VDA – przenośna, drutowa antena kierunkowa na pasmo 20 metrów
Kilka razy do roku mam okazję, aby wyjechać na kilka dni do swojego letniego QTH. Tym samym mam okazję do zabaw z radiem i testowania nowych anten w znacznie cichszym radiowo środowisku i z dużo większą ilością miejsca, niż w bloku w mieście. Jako, że interesuje mnie głównie DXowanie, to od zawsze poszukuję najlepszych pod tym kątem rozwiązań antenowych.
Chyba wszyscy, którzy mieli do czynienia z radiokomunikacją na falach krótkich przyznają, że do łączności dalekosiężnych najlepsze, a wręcz niezbędne, są anteny kierunkowe.

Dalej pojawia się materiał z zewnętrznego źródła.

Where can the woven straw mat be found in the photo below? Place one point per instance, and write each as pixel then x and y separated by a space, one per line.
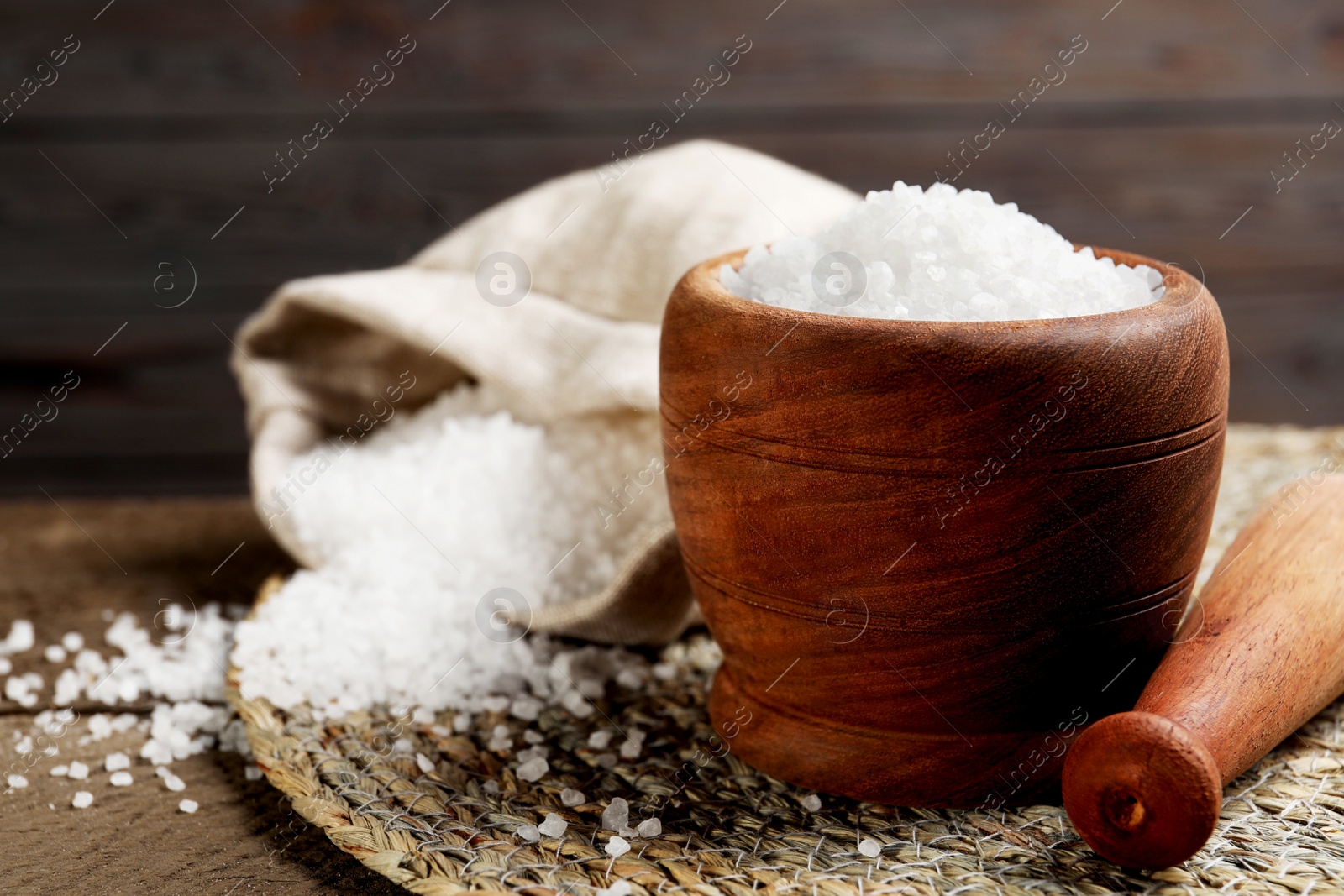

Niestety typowe anteny kierunkowe, takie jak Yagi, są najczęściej dość ciężkie i kłopotliwe w transporcie. Do tego wymagają jeszcze cięższego masztu, a do niego najczęściej odciągów. Alternatywą mogą być lekkie i łatwo rozkładalne anteny typu SpiderBeam czy HexBeam, ale one także wymagają masztu.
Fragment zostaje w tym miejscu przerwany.